Registri senjata api SA berantakan, klaim tubuh dealer

Registri senjata api SA berantakan, klaim tubuh dealer


Oleh Sisonke Mlamla 4 jam yang lalu

Bagikan artikel ini:

Cape Town – Asosiasi Pedagang Senjata dan Amunisi Afrika Selatan (SAAADA) mengatakan pendaftaran senjata api berantakan dan peraturan terus berubah, sehingga sulit untuk mendaftarkan senjata api.

Organisasi tersebut telah meminta polisi untuk terlibat dalam “dialog yang bermakna dengan komunitas senjata api, sehingga mereka dapat bekerja sama menuju Afrika Selatan yang damai di mana warganya hidup dengan aman, mendapatkan keuntungan dari aktivitas ekonomi dan bebas untuk mempraktikkan pengejaran yang sah dan sesuai hukum”.

Ketua SAAADA Jonathan Fouché mengatakan sejak awal 2018, pusat pendaftaran senjata api (CFR) dengan sengaja melepaskan diri dari dialog dengan para pemain peran dalam persaudaraan senjata api, termasuk pedagang, pembuat senjata, pemburu, penembak olahraga, kolektor, dan lainnya.

Fouché mengklaim bahwa polisi terus-menerus mengubah prosedur tanpa berkonsultasi dengan pemangku kepentingan dan bahkan tanpa mengungkapkan perubahan tersebut, menciptakan lingkungan peraturan yang sangat kompleks dan tidak efisien.

“Kevakuman yang kompleks ini meningkatkan kemungkinan pemilik senjata api dan pedagang senjata api secara tidak sengaja melanggar hukum,” katanya.

Fouché mengatakan bahwa asosiasi tersebut tidak membenarkan aktivitas kriminal, tetapi harus menyoroti bahwa proses yang sederhana, jelas, dan dapat dipahami mudah diterapkan dalam lingkungan pengendalian senjata api.

Dia mengatakan pendaftaran senjata api telah kehilangan kendali atas senjata api dan menciptakan lingkungan “inefisiensi birokrasi” yang ekstrim di sebagian besar aspek perizinan dan kontrol senjata api.

Direktur Gun Free SA Adèle Kirsten mengatakan kepresidenan harus segera menerapkan mekanisme untuk melakukan audit forensik independen atas semua lisensi, izin, dan otorisasi senjata api yang dikeluarkan oleh CFR selama lima tahun terakhir (mulai Januari 2015).

Kirsten mengatakan bahwa mereka akan menyelidiki siapa yang diberi lisensi untuk tujuan apa.

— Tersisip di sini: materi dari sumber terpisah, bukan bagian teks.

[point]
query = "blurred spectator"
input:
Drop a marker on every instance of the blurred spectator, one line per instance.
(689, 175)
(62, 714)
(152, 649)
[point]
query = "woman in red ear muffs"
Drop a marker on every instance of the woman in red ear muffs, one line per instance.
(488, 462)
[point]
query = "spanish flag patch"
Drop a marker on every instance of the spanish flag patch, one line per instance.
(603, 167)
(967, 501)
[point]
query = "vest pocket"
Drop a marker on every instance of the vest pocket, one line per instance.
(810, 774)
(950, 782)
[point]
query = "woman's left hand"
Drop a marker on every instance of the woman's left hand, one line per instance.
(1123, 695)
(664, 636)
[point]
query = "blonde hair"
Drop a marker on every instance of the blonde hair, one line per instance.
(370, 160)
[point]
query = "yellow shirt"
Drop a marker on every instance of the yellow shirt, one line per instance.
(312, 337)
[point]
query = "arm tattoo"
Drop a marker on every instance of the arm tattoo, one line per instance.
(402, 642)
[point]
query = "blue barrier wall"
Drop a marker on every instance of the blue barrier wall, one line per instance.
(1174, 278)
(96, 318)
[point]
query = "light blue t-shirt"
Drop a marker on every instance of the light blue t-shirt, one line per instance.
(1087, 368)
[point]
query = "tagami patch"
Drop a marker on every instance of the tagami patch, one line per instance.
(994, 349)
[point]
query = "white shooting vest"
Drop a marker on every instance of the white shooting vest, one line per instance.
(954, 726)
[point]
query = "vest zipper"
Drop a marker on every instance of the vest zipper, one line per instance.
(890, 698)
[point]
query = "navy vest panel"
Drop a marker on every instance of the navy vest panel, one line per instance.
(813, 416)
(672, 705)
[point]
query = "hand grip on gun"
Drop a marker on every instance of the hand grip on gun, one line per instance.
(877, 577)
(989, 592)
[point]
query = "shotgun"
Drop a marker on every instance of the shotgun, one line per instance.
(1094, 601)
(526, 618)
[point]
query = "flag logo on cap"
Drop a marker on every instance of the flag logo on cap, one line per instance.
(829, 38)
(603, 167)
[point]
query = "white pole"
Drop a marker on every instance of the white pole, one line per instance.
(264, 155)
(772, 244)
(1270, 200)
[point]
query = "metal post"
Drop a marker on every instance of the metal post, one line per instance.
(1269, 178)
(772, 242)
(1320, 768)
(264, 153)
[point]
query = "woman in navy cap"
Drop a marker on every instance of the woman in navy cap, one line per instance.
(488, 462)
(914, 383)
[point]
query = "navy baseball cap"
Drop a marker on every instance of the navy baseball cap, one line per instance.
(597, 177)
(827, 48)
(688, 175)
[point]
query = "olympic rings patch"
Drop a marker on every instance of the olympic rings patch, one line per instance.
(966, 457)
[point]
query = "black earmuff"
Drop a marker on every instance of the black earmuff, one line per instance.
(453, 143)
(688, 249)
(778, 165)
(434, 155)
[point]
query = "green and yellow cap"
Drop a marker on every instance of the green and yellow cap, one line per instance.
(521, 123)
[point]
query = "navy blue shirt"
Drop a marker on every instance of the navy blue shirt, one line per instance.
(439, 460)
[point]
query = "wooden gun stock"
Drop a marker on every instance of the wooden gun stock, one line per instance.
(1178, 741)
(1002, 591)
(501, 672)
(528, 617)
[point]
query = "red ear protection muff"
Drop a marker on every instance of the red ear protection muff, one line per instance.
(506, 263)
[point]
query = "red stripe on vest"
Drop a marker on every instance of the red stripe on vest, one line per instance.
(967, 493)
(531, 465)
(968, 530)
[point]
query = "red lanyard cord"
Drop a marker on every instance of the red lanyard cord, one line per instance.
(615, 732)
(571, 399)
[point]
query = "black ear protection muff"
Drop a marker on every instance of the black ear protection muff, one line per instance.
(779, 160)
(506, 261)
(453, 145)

Ini harus mencakup tinjauan sistematis dari seluruh sistem kendali senjata api untuk mengidentifikasi celah operasional dan kebijakan untuk menghentikan korupsi yang merajalela dan mematikan yang berlangsung selama lebih dari satu dekade.

Kirsten mengatakan Kantor Auditor-Jenderal akan menjadi tempat terbaik untuk melakukan audit dan peninjauan tersebut.

“Korupsi dalam sistem manajemen pengendalian senjata api nasional bersifat sistemik, meluas, mengakar dalam dan mematikan,” katanya.

Dia mengatakan dengan lebih banyak senjata tersedia di seluruh negeri, kekerasan senjata terus meningkat. “Pada 2018, senjata menggantikan pisau untuk menjadi penyebab utama pembunuhan di negara ini.”